How Games and Posters Provide Help and Therapy For Children

Self esteem bingo is one of many games and activities you can use to help children boost their self esteem, value their personal strengths, and become comfortable in their own skin. In fact, games are a great way to help with child therapy: or adult therapy! They provide a non-threatening way for people to engage with their feelings and fears in a helpful manner. Visual aids are another helpful and positive way of affecting change in the life of children in particular, and something as simple as a diabetic portion control plate chart can have a positive effect on eating habits and lifestyle choices.

What Kinds of Health Education Products Are Available?

From self esteem bingo to games that deal with anger and social and emotional competence, there are ways to engage children and adults in helpful play on nearly any important social or personal issue. There are also charts and posters to help people grasp visually certain important aspects of human health and wellness, such as a womens anatomy chart, exercise calorie chart, or meal portion plate. Since 65% of students are visual learners, there’s a lot of good to be had in using visually gripping and informative charts to aid in learning and retention.

Who Can Benefit from Self Esteem Bingo and Other Play Therapy?

While anyone can be helped by play therapy, it is particularly useful for helping children–and traumatized or challenged children in particular–learn to process the world. Children naturally behave in problematic ways, “act out”, or become withdrawn and anxious when frustrated or angered, especially without someone to help them process their feelings and learn healthy ways of expressing them. This is even more true for children who have undergone trauma, or who have specific mental or social challenges that make it difficult for them to engage with feelings and problems in a healthy way.
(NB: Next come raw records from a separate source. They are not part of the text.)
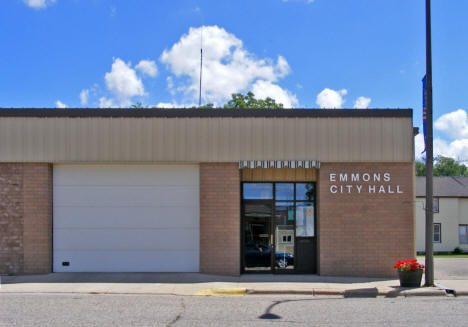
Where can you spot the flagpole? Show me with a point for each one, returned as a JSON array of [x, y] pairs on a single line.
[[429, 274]]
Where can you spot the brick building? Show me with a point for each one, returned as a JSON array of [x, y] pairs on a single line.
[[219, 191]]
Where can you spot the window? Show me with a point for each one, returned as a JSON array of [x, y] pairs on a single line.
[[435, 205], [258, 191], [463, 234], [437, 233]]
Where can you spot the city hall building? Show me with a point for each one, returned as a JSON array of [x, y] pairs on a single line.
[[217, 191]]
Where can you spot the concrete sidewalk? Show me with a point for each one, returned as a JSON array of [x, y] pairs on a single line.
[[203, 284]]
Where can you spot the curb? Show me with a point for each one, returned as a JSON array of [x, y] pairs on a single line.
[[351, 293], [222, 292]]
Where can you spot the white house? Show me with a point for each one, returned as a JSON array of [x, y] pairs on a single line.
[[450, 213]]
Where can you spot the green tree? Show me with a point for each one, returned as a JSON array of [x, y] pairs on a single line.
[[443, 166], [446, 166], [239, 101]]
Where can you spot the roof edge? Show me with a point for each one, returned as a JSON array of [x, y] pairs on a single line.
[[182, 112]]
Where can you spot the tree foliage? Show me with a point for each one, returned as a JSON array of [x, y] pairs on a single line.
[[239, 101], [443, 166]]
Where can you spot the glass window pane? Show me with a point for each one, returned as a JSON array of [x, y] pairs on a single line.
[[305, 191], [437, 233], [305, 219], [284, 191], [435, 205], [463, 234], [284, 235], [258, 191]]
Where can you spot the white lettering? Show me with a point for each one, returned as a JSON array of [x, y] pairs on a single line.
[[386, 177], [376, 177], [343, 177]]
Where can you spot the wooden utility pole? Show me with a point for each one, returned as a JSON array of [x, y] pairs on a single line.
[[429, 155]]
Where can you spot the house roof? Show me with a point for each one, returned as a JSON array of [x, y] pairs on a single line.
[[128, 112], [456, 187]]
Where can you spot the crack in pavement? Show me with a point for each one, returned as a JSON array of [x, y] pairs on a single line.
[[177, 318]]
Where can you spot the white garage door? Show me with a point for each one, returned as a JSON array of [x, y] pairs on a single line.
[[126, 218]]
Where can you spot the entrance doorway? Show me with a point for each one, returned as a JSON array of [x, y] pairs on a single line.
[[279, 227]]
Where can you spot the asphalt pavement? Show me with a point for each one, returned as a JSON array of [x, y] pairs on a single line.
[[256, 310], [203, 284]]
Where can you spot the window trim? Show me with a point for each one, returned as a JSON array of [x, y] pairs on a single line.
[[466, 227], [435, 199], [434, 233]]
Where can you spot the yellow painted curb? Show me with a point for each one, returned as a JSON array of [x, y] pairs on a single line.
[[222, 292]]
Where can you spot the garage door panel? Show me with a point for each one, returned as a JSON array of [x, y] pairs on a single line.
[[126, 195], [121, 175], [124, 239], [127, 261], [125, 217]]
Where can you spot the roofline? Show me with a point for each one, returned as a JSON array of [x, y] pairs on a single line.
[[192, 113]]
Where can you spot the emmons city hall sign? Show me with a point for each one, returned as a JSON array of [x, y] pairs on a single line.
[[379, 183]]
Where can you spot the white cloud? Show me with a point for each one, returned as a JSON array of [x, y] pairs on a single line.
[[84, 95], [60, 104], [362, 103], [171, 105], [39, 4], [147, 67], [453, 124], [419, 146], [457, 149], [331, 99], [123, 82], [106, 103], [263, 89], [227, 66]]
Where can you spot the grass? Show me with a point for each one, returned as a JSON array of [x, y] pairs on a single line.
[[465, 255]]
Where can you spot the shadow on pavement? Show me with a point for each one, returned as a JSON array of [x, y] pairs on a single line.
[[176, 278]]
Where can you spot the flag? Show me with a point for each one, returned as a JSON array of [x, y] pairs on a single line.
[[424, 111]]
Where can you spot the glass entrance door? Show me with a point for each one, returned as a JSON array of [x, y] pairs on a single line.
[[279, 228], [257, 235]]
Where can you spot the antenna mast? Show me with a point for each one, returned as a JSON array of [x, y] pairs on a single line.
[[201, 63]]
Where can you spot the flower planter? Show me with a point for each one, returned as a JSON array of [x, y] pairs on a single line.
[[410, 278]]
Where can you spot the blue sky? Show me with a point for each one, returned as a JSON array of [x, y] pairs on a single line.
[[306, 54]]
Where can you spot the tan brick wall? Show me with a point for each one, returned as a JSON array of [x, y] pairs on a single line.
[[11, 218], [25, 218], [220, 218], [37, 230], [365, 234]]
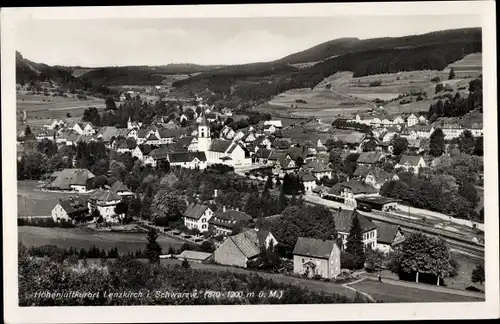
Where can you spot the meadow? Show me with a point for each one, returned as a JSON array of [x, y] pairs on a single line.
[[85, 238], [41, 110], [341, 93], [32, 202]]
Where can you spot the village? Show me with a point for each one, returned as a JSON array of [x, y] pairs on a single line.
[[343, 167]]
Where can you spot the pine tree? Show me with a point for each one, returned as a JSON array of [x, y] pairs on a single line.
[[153, 249], [436, 143], [354, 244]]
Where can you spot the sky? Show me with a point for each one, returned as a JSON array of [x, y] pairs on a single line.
[[160, 41]]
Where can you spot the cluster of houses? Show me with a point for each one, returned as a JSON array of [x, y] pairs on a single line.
[[412, 127], [82, 206], [311, 257]]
How Does Play Therapy Help?

Play therapy works because it allows children to explore and learn to resolve feelings and problems. Something like self esteem bingo allows children to practice taking responsibility, facing issues that hurt their self esteem, and valuing things that boost self esteem in a completely non-threatening manner. The game is designed so that there is no true “failure;” only not-yet-achieved success. When success happens, there is a positive celebration that helps students focus on their own strengths while understanding what things can lower their self esteem and how to cope with them in healthy ways. Other forms of play therapy allow children to interact with toys in ways that reveal what they’re really thinking and feeling. A therapist can then direct those feelings and thoughts into helpful and healthy expressions of how to process a car accident, deal with fighting in the home, or just move past “stuck” feelings and reactions.

Are Game Therapy or Visual Learning Posters Helpful?

When it comes to therapy, it’s easy for children to get stuck in a habit of response that keeps them from processing an experience. Game therapy helps them to move on from this. Visual learning posters and banners help to surround children with non-threatening warnings as well as positive messages that empower them to make good choices and develop healthy wellness habits. The brains of children are at their most elastic and flexible between birth and the age of six, so things they learn and see during this period are incredibly powerful in affecting their whole future life.

There are more nerve cells in the human brain than stars in our own galaxy, the Milky Way. You can engage the active brains of children, and even adults, in healthy and productive ways with games and visuals that capture the attention and the imagination. What captures our imagination will inevitably affect our heart.